Such guidelines are out there, but they are not backed up by convincing evidence. The NFPA rehab guidelines suggest that a firefighter not be released from rehab if their CO level exceeds 15%. Problem is, the best study out there showed that the RAD-57 devices are less than 50% sensitive for the 15% threshold.
In other words, flipping a coin in triage would be just as accurate, and far cheaper. Not sure how safe, though.
Performance of the RAD-57 pulse CO-oximeter compared with standard laboratory carboxyhemoglobin measurement.
Interesting.
The simple truth is, that despite the fact I'm a geek, and I love electronics and computers, when it comes to delivering pt care, the only one of my toys I actually trust is my EKG, because it's the only one where I can actually see the SNR and adapt the results accordingly.
I mainly use my pulse ox to have a number to put down, but I look for my pt presentation to actually determine their oxygenation status, though I will admit that SpO2 can be useful for trending data, provided that I'm doing it on something that let's me actually see the waveform (Read: My lifepak).

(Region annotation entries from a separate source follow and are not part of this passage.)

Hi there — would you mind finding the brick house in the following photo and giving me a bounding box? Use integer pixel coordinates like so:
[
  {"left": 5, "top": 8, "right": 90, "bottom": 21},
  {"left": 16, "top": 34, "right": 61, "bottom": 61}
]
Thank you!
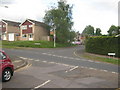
[
  {"left": 20, "top": 19, "right": 50, "bottom": 41},
  {"left": 0, "top": 20, "right": 20, "bottom": 41}
]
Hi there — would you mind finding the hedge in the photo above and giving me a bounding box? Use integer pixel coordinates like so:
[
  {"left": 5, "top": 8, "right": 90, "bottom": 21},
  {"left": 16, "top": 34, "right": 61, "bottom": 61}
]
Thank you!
[{"left": 85, "top": 36, "right": 120, "bottom": 57}]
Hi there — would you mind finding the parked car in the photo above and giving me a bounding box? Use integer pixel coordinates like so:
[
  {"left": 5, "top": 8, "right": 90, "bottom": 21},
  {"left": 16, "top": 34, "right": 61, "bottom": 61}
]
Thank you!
[
  {"left": 0, "top": 50, "right": 14, "bottom": 82},
  {"left": 72, "top": 41, "right": 81, "bottom": 45}
]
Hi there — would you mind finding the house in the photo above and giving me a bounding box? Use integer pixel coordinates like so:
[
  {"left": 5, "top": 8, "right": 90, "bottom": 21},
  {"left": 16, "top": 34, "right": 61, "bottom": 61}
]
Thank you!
[
  {"left": 20, "top": 19, "right": 50, "bottom": 41},
  {"left": 0, "top": 20, "right": 20, "bottom": 41}
]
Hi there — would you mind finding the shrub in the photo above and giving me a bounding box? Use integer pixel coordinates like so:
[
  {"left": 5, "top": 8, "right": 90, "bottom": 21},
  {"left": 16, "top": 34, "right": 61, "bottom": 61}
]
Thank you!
[{"left": 85, "top": 36, "right": 120, "bottom": 57}]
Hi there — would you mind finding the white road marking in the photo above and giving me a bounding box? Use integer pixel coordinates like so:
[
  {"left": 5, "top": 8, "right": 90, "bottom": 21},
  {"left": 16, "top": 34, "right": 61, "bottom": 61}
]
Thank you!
[
  {"left": 42, "top": 61, "right": 47, "bottom": 63},
  {"left": 65, "top": 66, "right": 78, "bottom": 72},
  {"left": 31, "top": 80, "right": 51, "bottom": 90},
  {"left": 13, "top": 60, "right": 22, "bottom": 63}
]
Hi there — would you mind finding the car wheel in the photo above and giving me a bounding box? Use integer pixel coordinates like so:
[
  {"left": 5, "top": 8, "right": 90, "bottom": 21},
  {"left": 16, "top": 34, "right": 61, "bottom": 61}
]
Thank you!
[{"left": 2, "top": 69, "right": 12, "bottom": 82}]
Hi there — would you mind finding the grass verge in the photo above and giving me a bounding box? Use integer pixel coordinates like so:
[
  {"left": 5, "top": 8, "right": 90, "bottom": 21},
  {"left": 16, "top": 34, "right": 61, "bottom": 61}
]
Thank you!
[{"left": 81, "top": 53, "right": 120, "bottom": 65}]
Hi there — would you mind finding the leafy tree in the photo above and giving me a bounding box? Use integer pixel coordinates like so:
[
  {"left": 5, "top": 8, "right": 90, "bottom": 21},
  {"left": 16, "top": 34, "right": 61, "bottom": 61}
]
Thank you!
[
  {"left": 82, "top": 25, "right": 94, "bottom": 36},
  {"left": 107, "top": 25, "right": 119, "bottom": 36},
  {"left": 95, "top": 28, "right": 102, "bottom": 36},
  {"left": 44, "top": 0, "right": 73, "bottom": 43}
]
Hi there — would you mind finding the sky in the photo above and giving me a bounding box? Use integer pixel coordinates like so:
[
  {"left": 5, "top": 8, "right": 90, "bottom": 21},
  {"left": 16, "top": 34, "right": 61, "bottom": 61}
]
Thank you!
[{"left": 0, "top": 0, "right": 119, "bottom": 34}]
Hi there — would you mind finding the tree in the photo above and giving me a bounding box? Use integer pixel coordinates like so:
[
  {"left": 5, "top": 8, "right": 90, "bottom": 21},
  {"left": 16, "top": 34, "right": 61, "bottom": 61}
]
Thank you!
[
  {"left": 43, "top": 0, "right": 73, "bottom": 43},
  {"left": 107, "top": 25, "right": 119, "bottom": 36},
  {"left": 82, "top": 25, "right": 94, "bottom": 36},
  {"left": 95, "top": 28, "right": 102, "bottom": 36}
]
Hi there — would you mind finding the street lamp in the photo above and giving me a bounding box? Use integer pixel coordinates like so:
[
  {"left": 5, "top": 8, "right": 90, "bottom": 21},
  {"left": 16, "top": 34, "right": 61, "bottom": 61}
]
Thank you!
[
  {"left": 52, "top": 24, "right": 56, "bottom": 48},
  {"left": 0, "top": 0, "right": 8, "bottom": 8}
]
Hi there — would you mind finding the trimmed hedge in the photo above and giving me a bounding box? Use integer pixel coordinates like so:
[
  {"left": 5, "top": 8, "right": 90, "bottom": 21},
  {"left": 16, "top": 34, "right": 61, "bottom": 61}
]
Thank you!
[{"left": 85, "top": 36, "right": 120, "bottom": 57}]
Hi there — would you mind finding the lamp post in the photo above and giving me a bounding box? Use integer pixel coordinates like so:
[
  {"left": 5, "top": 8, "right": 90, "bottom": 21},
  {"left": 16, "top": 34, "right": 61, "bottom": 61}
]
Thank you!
[{"left": 53, "top": 25, "right": 56, "bottom": 48}]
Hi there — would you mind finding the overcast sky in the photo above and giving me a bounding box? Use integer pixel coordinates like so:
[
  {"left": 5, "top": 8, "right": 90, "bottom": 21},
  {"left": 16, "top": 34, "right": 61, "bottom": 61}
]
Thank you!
[{"left": 0, "top": 0, "right": 119, "bottom": 34}]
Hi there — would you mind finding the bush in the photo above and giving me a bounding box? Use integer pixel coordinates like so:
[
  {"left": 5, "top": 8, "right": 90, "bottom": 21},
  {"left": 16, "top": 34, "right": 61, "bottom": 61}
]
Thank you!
[{"left": 85, "top": 36, "right": 120, "bottom": 57}]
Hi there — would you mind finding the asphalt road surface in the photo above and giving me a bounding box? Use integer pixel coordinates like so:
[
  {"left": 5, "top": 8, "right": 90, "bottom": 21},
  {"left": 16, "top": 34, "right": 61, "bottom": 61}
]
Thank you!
[{"left": 3, "top": 46, "right": 118, "bottom": 90}]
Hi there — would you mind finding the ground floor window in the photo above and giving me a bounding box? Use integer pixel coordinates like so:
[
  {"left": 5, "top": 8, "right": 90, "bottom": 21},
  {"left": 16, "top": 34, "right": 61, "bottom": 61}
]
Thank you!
[{"left": 22, "top": 34, "right": 27, "bottom": 38}]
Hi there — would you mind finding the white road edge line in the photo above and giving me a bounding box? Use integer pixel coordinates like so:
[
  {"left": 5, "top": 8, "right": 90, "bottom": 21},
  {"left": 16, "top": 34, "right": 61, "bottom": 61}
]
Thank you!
[
  {"left": 31, "top": 80, "right": 51, "bottom": 90},
  {"left": 65, "top": 66, "right": 79, "bottom": 72}
]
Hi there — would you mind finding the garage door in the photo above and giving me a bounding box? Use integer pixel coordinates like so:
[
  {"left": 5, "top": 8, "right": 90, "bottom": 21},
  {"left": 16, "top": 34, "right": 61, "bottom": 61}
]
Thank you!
[{"left": 8, "top": 33, "right": 14, "bottom": 41}]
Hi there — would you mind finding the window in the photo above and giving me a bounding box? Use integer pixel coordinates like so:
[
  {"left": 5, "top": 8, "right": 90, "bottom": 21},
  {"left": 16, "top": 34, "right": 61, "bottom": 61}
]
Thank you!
[
  {"left": 3, "top": 25, "right": 5, "bottom": 27},
  {"left": 29, "top": 25, "right": 33, "bottom": 27},
  {"left": 29, "top": 34, "right": 33, "bottom": 38},
  {"left": 21, "top": 25, "right": 27, "bottom": 29},
  {"left": 22, "top": 34, "right": 27, "bottom": 38}
]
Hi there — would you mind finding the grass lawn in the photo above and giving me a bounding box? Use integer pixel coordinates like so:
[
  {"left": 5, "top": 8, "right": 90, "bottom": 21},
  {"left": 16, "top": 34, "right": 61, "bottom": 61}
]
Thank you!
[
  {"left": 81, "top": 53, "right": 120, "bottom": 65},
  {"left": 0, "top": 41, "right": 74, "bottom": 48}
]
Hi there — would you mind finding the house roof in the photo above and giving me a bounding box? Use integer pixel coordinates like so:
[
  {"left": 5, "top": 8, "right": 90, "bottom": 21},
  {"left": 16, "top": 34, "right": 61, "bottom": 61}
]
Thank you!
[
  {"left": 27, "top": 19, "right": 46, "bottom": 26},
  {"left": 2, "top": 19, "right": 20, "bottom": 27}
]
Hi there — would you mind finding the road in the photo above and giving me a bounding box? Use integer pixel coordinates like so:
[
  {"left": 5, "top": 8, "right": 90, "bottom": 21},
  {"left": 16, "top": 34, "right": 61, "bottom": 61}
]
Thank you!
[{"left": 3, "top": 46, "right": 118, "bottom": 90}]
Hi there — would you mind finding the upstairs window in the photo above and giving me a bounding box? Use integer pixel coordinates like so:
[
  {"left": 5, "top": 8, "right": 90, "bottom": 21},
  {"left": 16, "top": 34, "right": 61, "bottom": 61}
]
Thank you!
[
  {"left": 22, "top": 34, "right": 27, "bottom": 38},
  {"left": 21, "top": 25, "right": 27, "bottom": 30},
  {"left": 29, "top": 25, "right": 33, "bottom": 28}
]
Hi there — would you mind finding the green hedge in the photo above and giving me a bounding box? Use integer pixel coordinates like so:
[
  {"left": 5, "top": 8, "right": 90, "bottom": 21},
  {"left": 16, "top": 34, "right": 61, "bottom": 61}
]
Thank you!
[{"left": 85, "top": 36, "right": 120, "bottom": 57}]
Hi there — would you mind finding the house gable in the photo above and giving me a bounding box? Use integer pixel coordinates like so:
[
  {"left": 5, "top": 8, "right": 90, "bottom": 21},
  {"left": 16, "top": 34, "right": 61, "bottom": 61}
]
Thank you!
[
  {"left": 0, "top": 21, "right": 7, "bottom": 32},
  {"left": 20, "top": 20, "right": 34, "bottom": 34}
]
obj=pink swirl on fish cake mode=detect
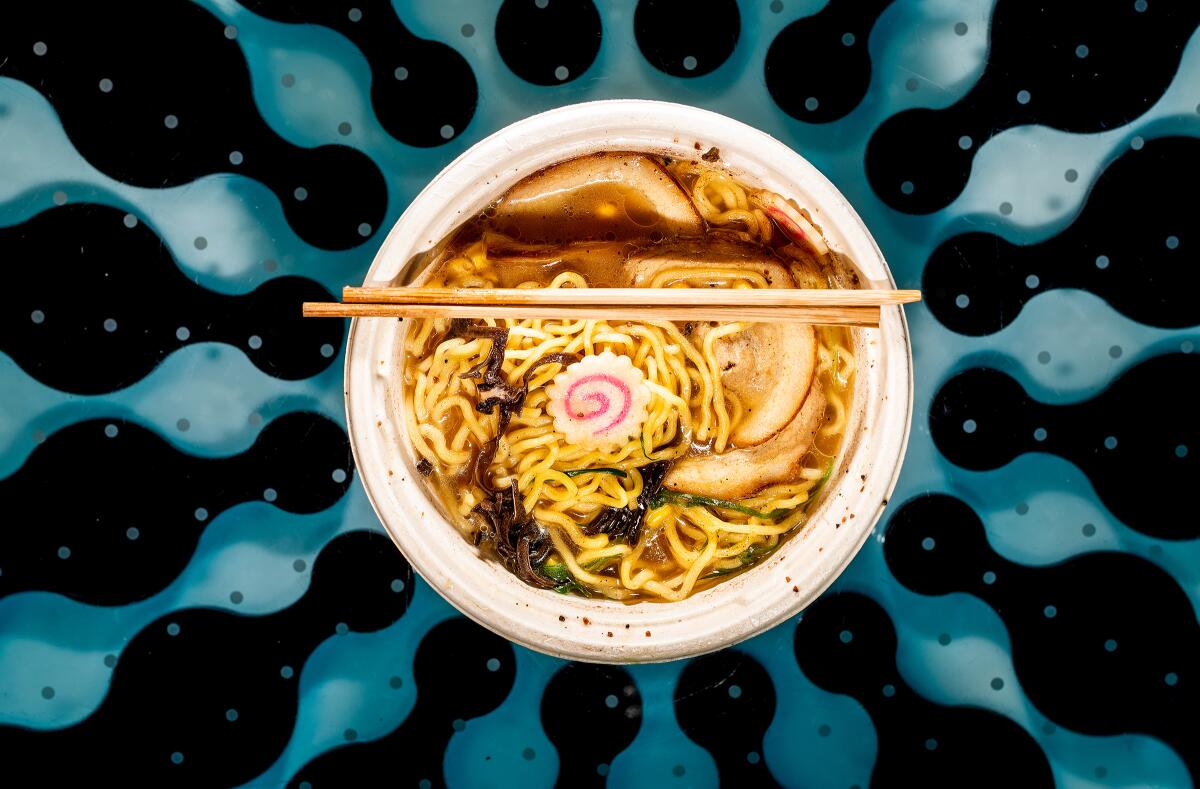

Automated NiBP is something I only use when again, I just want a number to put down, but I doubt seriously that the number is going to be clinically significant, if the machine gives me a number that's surprising, then I'll recheck manually.
The way I figure it, inherent to the nature of our job is that we're taking these measurements in an uncontrolled environment, which means that the quality of the data is suspect (Someone else mentioned using a hood over the probe to cut down on the signal noise), and that's only amplified by the fact that the basic methodology appears to be suspect with non-invasive CO-oximetery (Per the doc's link), quite beyond that, even assuming a good SNR and methodology, I'm not 100% comfortable trusting a machine to do interpretation, I don't know what it's algorithm is, and I don't know how many 9s it's designed to operate at.